Mark Meszoros, The News-Herald, Willoughby, Ohio on

Published in Entertainment News

At first, Aubrey Plaza is a little defensive when it's suggested that "Emily the Criminal" seems like a bit of a departure for her.

"Everything's a departure for me," the actress says during a recent video interview in advance of the film's release last week. "I mean, I don't feel like ... I've treaded on the same territory in a while."

Yes, yes, sure. We just mean that the steadily busy Plaza — whose career has included black comedies such as 2017's "Ingrid Goes West" and 2020's "Black Bear" and who arguably still is best known for portraying April Ludgate on the NBC sitcom "Parks and Recreation" for several seasons — doesn't need her comedic gifts for the titular role of a film she sees as "a thriller."

"It's definitely not a comedy — that's for sure," Plaza says. "That was definitely something that was appealing about this movie."

In "Emily the Criminal," Plaza's Emily starts out as a young woman drowning in college-loan debt. Because she has a DUI and an aggravated assault on her record, the best job Emily can get is in food delivery.

When she agrees to take a shift for a co-worker, he thanks her by giving her an introduction to a gig as a "dummy shopper," which, she learns, involves buying goods with a stolen credit card. After her first attempt is successful, she accepts increasingly risky work from the handsome and charismatic Youcef (Theor Rossi), bringing in serious money for herself.

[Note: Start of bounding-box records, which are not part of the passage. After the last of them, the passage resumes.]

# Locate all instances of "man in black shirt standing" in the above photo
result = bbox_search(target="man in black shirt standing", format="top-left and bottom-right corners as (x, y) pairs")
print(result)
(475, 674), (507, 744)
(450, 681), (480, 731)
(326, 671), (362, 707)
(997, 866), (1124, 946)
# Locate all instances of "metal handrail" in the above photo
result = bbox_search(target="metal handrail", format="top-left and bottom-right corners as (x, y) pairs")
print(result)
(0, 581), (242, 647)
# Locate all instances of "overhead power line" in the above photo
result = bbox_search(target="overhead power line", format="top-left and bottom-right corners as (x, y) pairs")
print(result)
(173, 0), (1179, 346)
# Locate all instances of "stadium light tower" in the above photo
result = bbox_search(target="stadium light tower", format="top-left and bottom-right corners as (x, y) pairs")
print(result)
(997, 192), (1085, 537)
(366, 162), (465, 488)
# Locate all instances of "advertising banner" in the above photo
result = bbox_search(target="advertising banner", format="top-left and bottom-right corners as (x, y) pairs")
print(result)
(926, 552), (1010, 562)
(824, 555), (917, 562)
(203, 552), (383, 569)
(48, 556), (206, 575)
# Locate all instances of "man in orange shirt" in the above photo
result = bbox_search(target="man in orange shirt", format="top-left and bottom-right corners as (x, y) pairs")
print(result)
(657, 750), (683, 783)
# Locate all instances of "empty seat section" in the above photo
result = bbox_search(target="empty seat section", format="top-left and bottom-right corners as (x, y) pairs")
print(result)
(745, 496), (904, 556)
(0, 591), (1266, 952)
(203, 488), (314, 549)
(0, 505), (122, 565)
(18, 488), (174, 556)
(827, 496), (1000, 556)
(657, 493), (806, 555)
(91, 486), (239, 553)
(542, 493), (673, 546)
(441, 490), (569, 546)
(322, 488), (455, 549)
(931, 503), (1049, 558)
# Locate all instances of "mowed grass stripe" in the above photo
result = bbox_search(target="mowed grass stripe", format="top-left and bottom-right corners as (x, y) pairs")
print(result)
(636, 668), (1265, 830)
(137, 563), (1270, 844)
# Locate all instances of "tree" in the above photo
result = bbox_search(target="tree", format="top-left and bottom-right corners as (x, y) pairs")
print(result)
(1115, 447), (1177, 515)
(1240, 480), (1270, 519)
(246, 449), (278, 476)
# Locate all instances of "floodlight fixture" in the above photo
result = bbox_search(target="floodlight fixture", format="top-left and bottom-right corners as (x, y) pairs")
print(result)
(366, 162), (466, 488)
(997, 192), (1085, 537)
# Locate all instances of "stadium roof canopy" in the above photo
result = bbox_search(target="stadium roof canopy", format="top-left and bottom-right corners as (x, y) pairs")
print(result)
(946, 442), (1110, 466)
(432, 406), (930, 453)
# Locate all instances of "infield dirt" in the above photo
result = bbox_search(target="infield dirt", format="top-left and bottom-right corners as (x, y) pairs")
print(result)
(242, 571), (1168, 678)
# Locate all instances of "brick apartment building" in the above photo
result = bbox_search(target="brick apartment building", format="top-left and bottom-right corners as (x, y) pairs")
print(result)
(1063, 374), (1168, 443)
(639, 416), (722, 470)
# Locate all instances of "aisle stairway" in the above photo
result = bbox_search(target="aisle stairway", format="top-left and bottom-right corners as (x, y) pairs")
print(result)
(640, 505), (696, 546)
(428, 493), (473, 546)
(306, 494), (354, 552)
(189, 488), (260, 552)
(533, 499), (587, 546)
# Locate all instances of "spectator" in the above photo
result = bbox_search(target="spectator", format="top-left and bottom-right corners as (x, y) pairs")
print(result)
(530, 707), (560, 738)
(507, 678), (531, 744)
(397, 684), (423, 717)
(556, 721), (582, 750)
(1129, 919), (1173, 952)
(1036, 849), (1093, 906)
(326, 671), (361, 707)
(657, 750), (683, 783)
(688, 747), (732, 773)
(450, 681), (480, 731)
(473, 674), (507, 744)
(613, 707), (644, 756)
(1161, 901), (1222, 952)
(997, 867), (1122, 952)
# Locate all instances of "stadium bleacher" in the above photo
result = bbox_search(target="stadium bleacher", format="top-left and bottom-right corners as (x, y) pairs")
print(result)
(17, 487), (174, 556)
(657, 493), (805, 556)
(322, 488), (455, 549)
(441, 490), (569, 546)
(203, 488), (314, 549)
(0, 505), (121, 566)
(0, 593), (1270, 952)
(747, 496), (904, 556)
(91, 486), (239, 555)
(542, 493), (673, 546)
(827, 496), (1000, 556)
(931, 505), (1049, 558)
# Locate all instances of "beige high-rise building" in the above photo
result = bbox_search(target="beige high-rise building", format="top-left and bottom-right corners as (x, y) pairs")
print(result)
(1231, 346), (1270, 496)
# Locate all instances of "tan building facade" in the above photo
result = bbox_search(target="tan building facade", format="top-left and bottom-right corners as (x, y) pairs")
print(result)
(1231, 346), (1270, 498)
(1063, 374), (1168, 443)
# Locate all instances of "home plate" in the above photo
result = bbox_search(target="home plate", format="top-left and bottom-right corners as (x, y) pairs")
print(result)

As the story progresses, Emily has some scary moments, and she has to make lightning-quick choices regarding whether to venture deeper and deeper into this potentially dangerous world.

"What's fun about the part for me was tracking all of those micro-decisions and steps that she takes to get to the place where she is by the end of it — and to make those moments feel real," Plaza says. "That's what was challenging, I think, about that kind of character."

Plaza also is a producer on the drama, as is Tyler Davidson, whose northeast Ohio-and-Los Angeles-based Low Spark Films has been involved in making movies that include "Take Shelter," "The Kings of Summer," "The Land" and "Galveston."

"Tyler's the best," Plaza says. "We really adopted the mentality of Emily to make this film. We had to make up the rules ourselves."